Der Hahnenschrei am Beginn der Ouvertüre ist nicht zu überhören, und auch sonst kräht und gackert es nicht wenig in der Partitur von Jaromir Weinbergers Oper "Schwanda, der Dudelsackpfeifer". Dessen ungeachtet kräht heute kein Mensch mehr nach dieser Oper, die nach ihrer Uraufführung 1927 ein großer Erfolg war.

Als Wunschkonzert-Nummer hat nur ein kurzes Orchesterstück überlebt, die berühmte Polka. In der Grazer Oper erinnert man sich nun an diese für kurze Zeit so richtig populäre "Volksoper" aus Böhmens Hain und Flur - und siehe da: Es ist ein so recht vergnüglicher Opernabend geworden. Auch wenn man danach sehr genau weiß, warum der "Švanda dudák" nicht mehr zum Kanon gehört. Der Protagonist Schwanda ist ein Erzmusikant. Mit seiner Frau Dorotka lebt er am Bauernhof - bis der Räuber Babinský hereinschneit und den arglosen Schwanda zu einem Höhenflug überredet: Das eingefrorene Herz einer Königin mit Dudelsackmelodien aufzutauen, ist eine reizvolle Herausforderung. Gelingt auch, und beinah entwickelt sich eine Liebesgeschichte zwischen dem Musikanten und der Königin, aber da tritt Dorotka auf den Plan, um deren durchaus hitziges Herz sich Babinský (un-)redlich bemüht. Schließlich hilft Babinský doch, den unterdessen vom Teufel geholten Schwanda wieder in die Oberwelt und zurück auf den Hühnerhof zu holen. Den Räuber Wenzel Babinský hat es übrigens wirklich gegeben. Er gilt als tschechischer Robin Hood.

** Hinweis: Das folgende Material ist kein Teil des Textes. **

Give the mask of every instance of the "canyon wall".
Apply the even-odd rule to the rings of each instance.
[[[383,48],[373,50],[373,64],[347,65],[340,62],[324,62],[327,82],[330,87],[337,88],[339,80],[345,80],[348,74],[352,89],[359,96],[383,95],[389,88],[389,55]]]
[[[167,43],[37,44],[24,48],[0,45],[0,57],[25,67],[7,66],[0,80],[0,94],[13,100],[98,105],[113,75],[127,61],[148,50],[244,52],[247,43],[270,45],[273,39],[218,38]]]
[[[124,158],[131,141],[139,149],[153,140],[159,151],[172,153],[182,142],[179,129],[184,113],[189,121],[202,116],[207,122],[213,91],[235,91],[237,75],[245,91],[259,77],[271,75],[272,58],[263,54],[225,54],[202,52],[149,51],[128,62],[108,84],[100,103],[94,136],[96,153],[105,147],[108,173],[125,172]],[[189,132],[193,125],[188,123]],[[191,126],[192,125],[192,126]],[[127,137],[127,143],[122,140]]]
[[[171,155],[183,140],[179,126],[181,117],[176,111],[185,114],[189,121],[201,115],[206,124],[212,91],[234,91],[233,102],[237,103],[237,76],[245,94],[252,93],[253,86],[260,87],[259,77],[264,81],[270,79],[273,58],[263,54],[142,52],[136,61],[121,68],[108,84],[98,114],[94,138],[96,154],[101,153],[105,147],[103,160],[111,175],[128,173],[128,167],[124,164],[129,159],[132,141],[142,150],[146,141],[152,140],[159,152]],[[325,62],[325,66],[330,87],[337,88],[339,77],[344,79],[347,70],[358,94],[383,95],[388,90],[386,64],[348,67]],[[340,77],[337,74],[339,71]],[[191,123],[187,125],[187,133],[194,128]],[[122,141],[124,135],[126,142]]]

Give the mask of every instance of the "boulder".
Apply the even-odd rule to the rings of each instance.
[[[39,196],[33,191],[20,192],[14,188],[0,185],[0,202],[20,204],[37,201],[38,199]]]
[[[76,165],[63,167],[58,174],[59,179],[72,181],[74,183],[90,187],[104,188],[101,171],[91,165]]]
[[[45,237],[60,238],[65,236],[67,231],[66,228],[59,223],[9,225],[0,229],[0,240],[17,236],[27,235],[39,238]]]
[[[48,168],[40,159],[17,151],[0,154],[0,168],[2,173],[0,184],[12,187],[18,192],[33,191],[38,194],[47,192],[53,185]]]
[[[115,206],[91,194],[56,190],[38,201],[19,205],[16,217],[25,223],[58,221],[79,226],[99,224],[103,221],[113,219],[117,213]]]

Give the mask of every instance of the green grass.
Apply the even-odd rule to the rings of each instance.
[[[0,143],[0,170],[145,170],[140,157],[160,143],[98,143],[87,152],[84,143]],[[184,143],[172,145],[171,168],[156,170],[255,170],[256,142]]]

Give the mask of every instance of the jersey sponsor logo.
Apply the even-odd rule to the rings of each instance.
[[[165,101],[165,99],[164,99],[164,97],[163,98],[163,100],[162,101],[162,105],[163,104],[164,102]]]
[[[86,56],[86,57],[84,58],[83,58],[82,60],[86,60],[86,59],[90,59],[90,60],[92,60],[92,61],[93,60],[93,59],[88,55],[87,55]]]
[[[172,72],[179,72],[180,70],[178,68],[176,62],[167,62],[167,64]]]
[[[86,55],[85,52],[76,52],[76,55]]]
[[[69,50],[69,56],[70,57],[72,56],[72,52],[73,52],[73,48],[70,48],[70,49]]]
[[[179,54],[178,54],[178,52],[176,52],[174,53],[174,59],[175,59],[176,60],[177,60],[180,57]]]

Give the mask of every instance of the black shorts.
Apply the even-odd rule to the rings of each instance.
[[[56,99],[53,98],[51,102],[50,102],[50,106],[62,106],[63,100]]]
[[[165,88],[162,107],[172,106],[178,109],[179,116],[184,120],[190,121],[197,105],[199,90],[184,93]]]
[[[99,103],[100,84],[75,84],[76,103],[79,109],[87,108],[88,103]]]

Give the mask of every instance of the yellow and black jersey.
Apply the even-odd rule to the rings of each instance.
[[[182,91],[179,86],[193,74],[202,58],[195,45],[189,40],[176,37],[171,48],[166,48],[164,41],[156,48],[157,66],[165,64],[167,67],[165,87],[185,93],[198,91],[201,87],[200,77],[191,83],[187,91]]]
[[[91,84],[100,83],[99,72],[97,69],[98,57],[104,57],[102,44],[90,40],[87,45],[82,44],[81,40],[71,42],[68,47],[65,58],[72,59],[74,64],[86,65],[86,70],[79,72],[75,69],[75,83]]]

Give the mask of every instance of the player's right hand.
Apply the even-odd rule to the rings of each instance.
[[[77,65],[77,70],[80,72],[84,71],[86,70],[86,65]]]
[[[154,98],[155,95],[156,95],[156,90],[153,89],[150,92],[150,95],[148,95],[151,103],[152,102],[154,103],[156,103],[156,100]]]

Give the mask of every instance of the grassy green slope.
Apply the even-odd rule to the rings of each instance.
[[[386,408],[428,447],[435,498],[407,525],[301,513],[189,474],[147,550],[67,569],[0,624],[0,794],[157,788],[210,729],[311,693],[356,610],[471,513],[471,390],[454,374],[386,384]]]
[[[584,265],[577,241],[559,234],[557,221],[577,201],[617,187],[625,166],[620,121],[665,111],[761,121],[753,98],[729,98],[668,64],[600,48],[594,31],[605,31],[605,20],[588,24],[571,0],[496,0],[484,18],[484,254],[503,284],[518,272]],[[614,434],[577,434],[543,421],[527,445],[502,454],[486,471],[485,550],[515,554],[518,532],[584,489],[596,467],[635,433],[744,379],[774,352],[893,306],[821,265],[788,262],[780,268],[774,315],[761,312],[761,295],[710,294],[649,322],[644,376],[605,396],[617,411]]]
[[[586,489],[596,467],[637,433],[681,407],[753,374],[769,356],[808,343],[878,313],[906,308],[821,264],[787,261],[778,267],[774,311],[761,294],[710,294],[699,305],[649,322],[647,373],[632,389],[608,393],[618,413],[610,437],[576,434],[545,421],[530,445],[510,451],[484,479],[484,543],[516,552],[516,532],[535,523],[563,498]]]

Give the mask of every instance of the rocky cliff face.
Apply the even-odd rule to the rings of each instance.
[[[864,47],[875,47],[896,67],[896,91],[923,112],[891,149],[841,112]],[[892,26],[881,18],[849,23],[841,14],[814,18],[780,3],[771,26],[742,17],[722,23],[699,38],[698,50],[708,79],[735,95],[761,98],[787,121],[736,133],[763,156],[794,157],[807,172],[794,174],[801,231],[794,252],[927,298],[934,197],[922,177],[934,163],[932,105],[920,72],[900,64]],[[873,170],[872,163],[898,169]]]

Und der Komponist Jaromir Weinberger (1896-1967)? Der war ebenso schnell weg vom Fenster wie sein "Švanda dudák", als die Nazis das Regime übernahmen. Im amerikanischen Exil konnte er nicht Fuß fassen und verübte in Florida Suizid. "Glanzvolle Eintagsfliege", urteilte einst Marcel Prawy etwas boshaft über den "Švanda dudák". Die Musik klingt einmal so, als ob Hindemith Friedrich Smetana paraphrasierte, dann wieder, als ob Richard Strauss hinterlistig Dvořáks "Rusalka" verulkte. Oder als ob Puccini nach tschechischem Lokalkolorit suchte. Janáček geistert sowieso auch durch diese Partitur. Sie ist prall gefüllt mit hübschen folkloristischen Melodien, und es findet sich in ihr doch letztlich eine charakteristische Handschrift. Jaromir Weinberger hatte den Ehrgeiz, den Volkston immer wieder zu konterkarieren. Aufs Fugenschreiben hat er sich verstanden.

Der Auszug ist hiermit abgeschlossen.